Total pop. 10,596,666: exposed pop. 9,830,946; 92.77% population exposure to high wind zones
CDEMA has stated that aerial reconnaissance for the southern islands is required to ascertain the functionality of airstrips for delivery of aid. Supplies of food, water, and tarpaulin will be provided to the islands based on the needs identified by the reconnaissance. All airports remain closed. The full extent of the damage remains unclear. Funding has already been made available to the Bahamas to address what are anticipated to be serious concerns in the southern islands.
Turks and Caicos
Total pop. 45,020; exposed pop. 45,020; 100% population exposure to high wind zones
CDEMA has reported that Irma has damaged 70 per cent of the households on South Caicos, 70 per cent of the households on Providenciales, 50 per cent of the households on Grand Turk Island. Assessment teams are working to mobilize to arrive in Turks and Caicos and begin assessments. The people of Turks and Caicos are badly in need of emergency relief supplies.

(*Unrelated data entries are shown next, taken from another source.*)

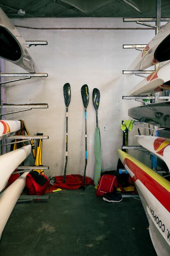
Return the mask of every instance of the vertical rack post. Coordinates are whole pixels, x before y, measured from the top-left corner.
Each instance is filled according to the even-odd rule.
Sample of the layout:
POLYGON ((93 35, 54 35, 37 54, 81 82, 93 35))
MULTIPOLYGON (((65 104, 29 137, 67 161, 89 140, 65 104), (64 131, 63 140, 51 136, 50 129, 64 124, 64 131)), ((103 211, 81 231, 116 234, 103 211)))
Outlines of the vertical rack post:
MULTIPOLYGON (((5 61, 2 59, 0 59, 0 73, 4 73, 5 72, 5 61)), ((5 78, 4 77, 0 78, 0 82, 5 82, 5 78)), ((0 88, 0 104, 2 105, 4 103, 5 103, 5 85, 1 85, 0 88)), ((5 109, 1 108, 1 114, 4 114, 5 113, 5 109)), ((2 117, 2 119, 5 119, 5 116, 2 117)), ((4 154, 7 153, 7 147, 5 146, 3 148, 2 146, 2 144, 5 143, 6 141, 6 139, 4 139, 2 141, 0 141, 0 155, 1 155, 2 154, 4 154)))

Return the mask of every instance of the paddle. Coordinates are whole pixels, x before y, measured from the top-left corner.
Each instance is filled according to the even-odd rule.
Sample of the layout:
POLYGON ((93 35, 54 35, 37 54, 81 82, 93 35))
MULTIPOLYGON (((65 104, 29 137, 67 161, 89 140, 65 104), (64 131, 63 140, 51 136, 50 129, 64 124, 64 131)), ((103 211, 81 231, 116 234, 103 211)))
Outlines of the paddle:
POLYGON ((93 103, 96 110, 96 127, 98 127, 98 110, 100 103, 100 93, 99 90, 95 88, 93 91, 93 103))
POLYGON ((100 129, 98 127, 98 110, 100 102, 100 94, 98 89, 96 88, 93 89, 92 98, 93 106, 96 110, 96 127, 94 135, 94 185, 97 186, 101 175, 101 152, 100 129))
POLYGON ((87 108, 88 106, 89 100, 89 88, 87 85, 84 85, 81 88, 81 96, 82 97, 83 102, 85 108, 85 167, 84 171, 83 181, 83 190, 85 189, 85 174, 86 171, 86 167, 87 164, 87 108))
POLYGON ((67 165, 67 142, 68 142, 68 110, 71 99, 70 84, 67 83, 63 86, 64 98, 66 107, 66 163, 63 175, 63 183, 66 182, 67 165))

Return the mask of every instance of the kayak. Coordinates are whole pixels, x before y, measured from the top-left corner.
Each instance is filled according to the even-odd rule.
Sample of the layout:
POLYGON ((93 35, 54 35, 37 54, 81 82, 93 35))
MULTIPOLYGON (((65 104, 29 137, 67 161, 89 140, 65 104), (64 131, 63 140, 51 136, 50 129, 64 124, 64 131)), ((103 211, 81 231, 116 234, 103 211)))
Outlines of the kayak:
POLYGON ((24 188, 26 176, 29 172, 24 172, 0 194, 0 238, 9 217, 24 188))
POLYGON ((128 115, 140 122, 170 128, 170 101, 131 108, 128 110, 128 115))
POLYGON ((135 135, 138 143, 163 160, 170 170, 170 140, 161 137, 135 135))
POLYGON ((170 89, 170 61, 164 65, 135 86, 128 96, 162 92, 170 89))
POLYGON ((135 182, 149 221, 150 236, 157 254, 169 256, 170 182, 125 152, 118 150, 118 153, 135 182))
POLYGON ((21 129, 21 122, 18 120, 0 120, 0 139, 4 134, 17 132, 21 129))
POLYGON ((0 192, 4 189, 12 173, 31 152, 28 145, 0 156, 0 192))
POLYGON ((170 21, 168 21, 145 46, 128 70, 143 70, 170 59, 170 21))
POLYGON ((34 73, 34 62, 29 47, 0 7, 0 57, 30 73, 34 73))

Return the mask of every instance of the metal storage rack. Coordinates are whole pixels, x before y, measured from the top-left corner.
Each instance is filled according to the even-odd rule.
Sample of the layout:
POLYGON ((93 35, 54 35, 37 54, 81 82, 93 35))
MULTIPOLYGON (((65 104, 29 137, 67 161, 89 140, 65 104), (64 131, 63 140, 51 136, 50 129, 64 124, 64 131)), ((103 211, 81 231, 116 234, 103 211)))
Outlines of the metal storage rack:
MULTIPOLYGON (((157 34, 160 30, 161 21, 168 21, 170 20, 170 18, 161 18, 161 0, 156 0, 156 18, 123 18, 123 21, 124 22, 136 22, 137 24, 139 24, 143 26, 149 26, 153 28, 155 30, 155 33, 157 34), (155 25, 148 24, 145 22, 155 22, 155 25)), ((147 45, 145 44, 137 44, 137 45, 123 45, 123 49, 134 49, 137 50, 142 51, 143 49, 147 45)), ((152 74, 154 72, 156 69, 159 67, 159 64, 157 64, 155 66, 154 70, 122 70, 123 74, 134 74, 138 76, 141 76, 146 78, 146 76, 145 74, 152 74)), ((122 99, 126 100, 135 100, 137 101, 143 102, 142 100, 145 99, 154 99, 156 102, 158 99, 170 99, 170 96, 163 96, 158 95, 158 93, 156 93, 154 96, 122 96, 122 99)), ((144 149, 141 146, 122 146, 122 149, 134 149, 136 150, 140 150, 144 149)), ((147 152, 147 151, 145 151, 147 152)), ((161 171, 160 171, 161 172, 161 171)), ((160 172, 158 171, 158 172, 160 172)))
MULTIPOLYGON (((47 41, 26 41, 27 44, 29 46, 32 45, 48 45, 48 42, 47 41)), ((13 82, 16 81, 21 81, 26 79, 29 79, 32 78, 34 77, 41 77, 41 78, 47 78, 48 76, 48 74, 47 73, 0 73, 0 78, 18 78, 17 79, 13 80, 10 80, 8 81, 2 81, 0 82, 0 85, 2 85, 7 84, 10 82, 13 82)), ((23 111, 28 111, 29 110, 31 110, 32 108, 48 108, 48 104, 4 104, 0 105, 0 109, 1 110, 0 113, 0 118, 3 115, 9 115, 10 114, 13 114, 14 113, 16 113, 18 112, 21 112, 23 111), (2 109, 3 108, 5 109, 14 109, 16 108, 18 110, 12 111, 11 112, 9 112, 6 113, 2 113, 2 109)), ((14 143, 16 143, 16 142, 10 142, 9 143, 6 143, 2 144, 2 140, 4 139, 22 139, 16 143, 21 143, 22 142, 25 142, 31 140, 31 139, 48 139, 48 136, 44 135, 44 136, 16 136, 11 135, 14 134, 14 132, 9 132, 7 134, 3 134, 0 136, 0 143, 1 146, 1 148, 4 146, 5 146, 7 145, 10 145, 14 143)), ((23 173, 24 172, 28 171, 31 171, 33 169, 43 169, 43 170, 48 170, 49 169, 49 166, 20 166, 17 167, 17 169, 20 170, 19 171, 15 172, 15 174, 23 173)), ((41 199, 44 200, 46 200, 49 199, 49 196, 30 196, 30 195, 21 195, 20 197, 18 202, 25 202, 27 201, 32 201, 34 200, 41 199)))

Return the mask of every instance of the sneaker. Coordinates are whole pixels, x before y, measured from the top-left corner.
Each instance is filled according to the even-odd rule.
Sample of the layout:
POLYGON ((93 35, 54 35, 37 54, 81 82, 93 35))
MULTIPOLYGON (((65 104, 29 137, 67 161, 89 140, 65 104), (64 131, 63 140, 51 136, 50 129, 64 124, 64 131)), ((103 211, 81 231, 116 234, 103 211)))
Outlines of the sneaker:
POLYGON ((103 200, 110 203, 120 202, 122 199, 122 195, 113 193, 107 193, 103 197, 103 200))

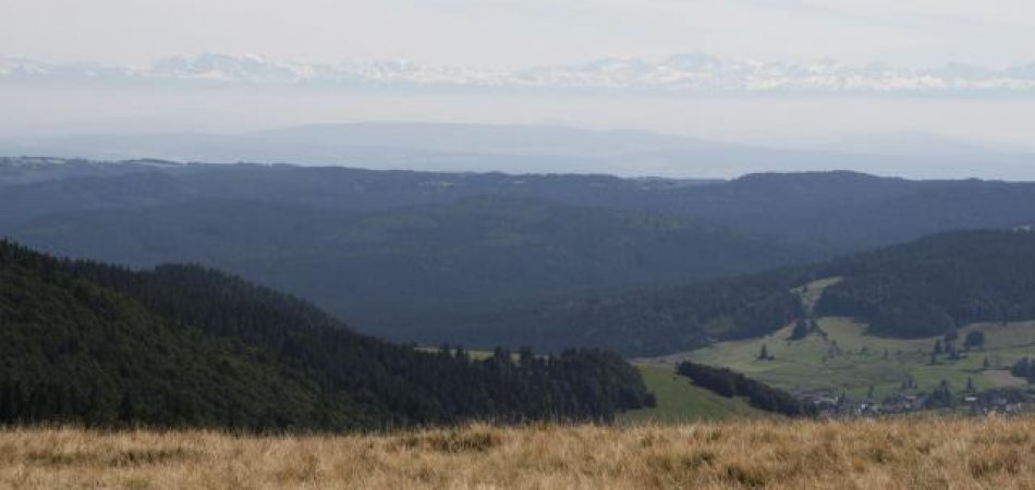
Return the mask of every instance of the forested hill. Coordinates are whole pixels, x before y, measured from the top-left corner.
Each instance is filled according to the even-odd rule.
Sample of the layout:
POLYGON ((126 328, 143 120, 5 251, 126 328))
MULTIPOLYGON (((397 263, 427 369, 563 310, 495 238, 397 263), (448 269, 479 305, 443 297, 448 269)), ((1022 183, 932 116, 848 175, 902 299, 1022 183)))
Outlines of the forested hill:
POLYGON ((1035 232, 942 233, 814 266, 515 305, 460 321, 445 339, 665 355, 805 319, 800 287, 825 278, 840 282, 824 290, 815 313, 855 317, 875 335, 922 338, 977 321, 1035 319, 1035 232))
POLYGON ((131 272, 0 242, 0 422, 357 429, 606 420, 648 399, 636 370, 613 354, 425 353, 216 271, 131 272))
MULTIPOLYGON (((787 292, 767 290, 784 297, 766 299, 756 294, 765 287, 740 294, 742 282, 723 282, 719 291, 751 298, 727 301, 680 285, 1032 222, 1035 183, 0 158, 0 236, 139 268, 197 262, 304 297, 379 336, 426 342, 470 331, 456 338, 489 346, 498 339, 641 353, 756 332, 789 314, 776 308, 767 321, 742 323, 741 302, 788 305, 787 292), (621 295, 641 287, 653 290, 621 295), (722 313, 696 314, 687 294, 722 313), (594 295, 601 299, 548 299, 594 295), (723 327, 730 321, 736 327, 723 327)), ((759 307, 770 310, 755 305, 748 317, 759 307)))
POLYGON ((1026 229, 938 234, 835 260, 818 273, 844 278, 825 291, 818 313, 859 317, 878 335, 1035 318, 1035 232, 1026 229))

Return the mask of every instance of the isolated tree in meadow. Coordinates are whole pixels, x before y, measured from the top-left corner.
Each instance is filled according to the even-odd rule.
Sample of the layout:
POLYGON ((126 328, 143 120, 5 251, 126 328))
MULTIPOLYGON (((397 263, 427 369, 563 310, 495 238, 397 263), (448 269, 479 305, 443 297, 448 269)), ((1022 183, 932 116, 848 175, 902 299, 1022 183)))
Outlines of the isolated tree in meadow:
POLYGON ((967 332, 966 338, 963 339, 963 345, 966 348, 977 348, 985 345, 985 332, 975 330, 973 332, 967 332))
POLYGON ((791 330, 791 340, 802 340, 808 336, 808 322, 802 318, 799 318, 794 322, 794 329, 791 330))

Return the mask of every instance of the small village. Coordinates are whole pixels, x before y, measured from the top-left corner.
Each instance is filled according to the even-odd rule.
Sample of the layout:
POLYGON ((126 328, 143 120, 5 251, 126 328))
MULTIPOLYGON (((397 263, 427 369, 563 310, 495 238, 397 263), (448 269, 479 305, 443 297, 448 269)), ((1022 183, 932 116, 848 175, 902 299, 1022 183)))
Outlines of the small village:
POLYGON ((882 401, 851 397, 832 392, 799 393, 797 399, 816 408, 819 418, 881 417, 923 411, 991 416, 1035 413, 1035 389, 998 389, 952 394, 941 388, 932 393, 896 393, 882 401))

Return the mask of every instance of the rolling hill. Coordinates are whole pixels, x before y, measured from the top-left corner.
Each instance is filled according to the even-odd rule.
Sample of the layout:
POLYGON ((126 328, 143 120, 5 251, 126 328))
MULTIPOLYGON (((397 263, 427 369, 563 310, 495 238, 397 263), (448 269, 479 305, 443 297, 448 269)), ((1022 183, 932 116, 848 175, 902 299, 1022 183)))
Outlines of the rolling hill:
POLYGON ((456 322, 445 338, 658 356, 760 338, 799 319, 845 317, 867 335, 926 339, 976 322, 1035 319, 1032 264, 1033 232, 942 233, 813 266, 516 305, 456 322))
MULTIPOLYGON (((730 329, 711 324, 702 334, 698 327, 710 320, 695 316, 696 327, 687 328, 680 315, 666 313, 689 294, 707 297, 692 286, 622 296, 620 303, 633 304, 617 315, 593 299, 574 299, 608 317, 577 335, 551 327, 572 310, 564 306, 568 299, 543 302, 618 297, 631 287, 692 284, 946 230, 1033 221, 1035 184, 852 172, 701 182, 159 161, 0 162, 2 235, 45 252, 132 267, 168 261, 217 267, 313 301, 370 333, 419 342, 456 338, 492 345, 494 338, 474 332, 502 332, 521 322, 515 329, 523 333, 500 339, 561 348, 614 338, 620 339, 614 347, 636 354, 694 348, 726 339, 714 332, 730 329), (643 326, 643 334, 614 333, 641 329, 623 318, 642 317, 635 303, 666 306, 643 326), (495 314, 531 305, 543 305, 533 318, 543 327, 528 327, 520 313, 495 314), (625 342, 631 336, 634 341, 625 342)), ((734 318, 733 331, 771 331, 796 315, 767 303, 786 306, 793 298, 763 297, 771 282, 745 295, 729 292, 752 298, 755 309, 782 311, 747 327, 741 324, 744 318, 734 318)), ((781 282, 777 289, 795 285, 800 282, 781 282)), ((722 308, 740 306, 729 301, 722 308)), ((585 327, 582 313, 572 315, 568 322, 585 327)))
POLYGON ((486 359, 357 334, 191 266, 133 272, 0 242, 0 421, 246 430, 606 420, 648 395, 620 357, 486 359))

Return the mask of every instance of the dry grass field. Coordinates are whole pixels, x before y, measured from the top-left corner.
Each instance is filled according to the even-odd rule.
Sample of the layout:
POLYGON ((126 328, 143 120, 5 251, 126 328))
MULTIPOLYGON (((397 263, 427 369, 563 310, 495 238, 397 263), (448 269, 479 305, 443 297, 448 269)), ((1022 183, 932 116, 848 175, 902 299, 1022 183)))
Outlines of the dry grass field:
POLYGON ((0 487, 1035 489, 1035 419, 314 437, 14 428, 0 431, 0 487))

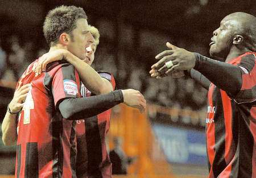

Total pop. 11,266,280; exposed pop. 6,834,579; 60.66% population exposure to high wind zones
Irma made landfall in Cuba as a category 5 hurricane but weakened to a category 3 hurricane as it moved along the northern Cuban coast on 9 September, according to the US Government’s National Hurricane Center. With wind gusts of more than 200 km/hr, Irma has reportedly caused widespread flooding in northern Cuba including Havana, home to 2.1 million people where roofs have been ripped off buildings and caused power outages.
Reports of massive destruction to major crops such as sugarcane and plantain and poultry farms have come in. An FAO expert is ready to be deployed to Cuba for assessments. Other UN agencies such as UNICEF are moving ahead to provide support such as access to clean water. Concerns have also been raised about possible waterborne disease outbreaks as flooding is likely to persist for 36 hours at least.
Cuba’s meteorological agency, Instituto de Meteorología de Cuba, reported on 10 September morning that as Irma continues to drift away from Cuba, its effects will persist over the western and central regions. Waves up to nine meters high and sea surges in the whole coastline are expected through 10 September. In the morning, the coastal municipalities of Villa Clara and Sancti Spíritus, the closest to the center of the hurricane, experienced 90 km per hour winds and gusts up to 150km per hour, accompanied by heavy rains. Sancti Spiritus recorded almost 13 inches of rain. Most of the coastal municipalities in these provinces are without electricity. Flooding has also begun in the coastal areas of the western provinces of Matanzas, Mayabeque and La Habana, where over six-metre-high waves are expected.
Reports of damage throughout the country are coming in as Irma left Cuba late on 9 September.
In Cuba, the UN Country Team (UNCT) is working on a proposal to use funds from the UN Central Emergency Response Fund (CERF).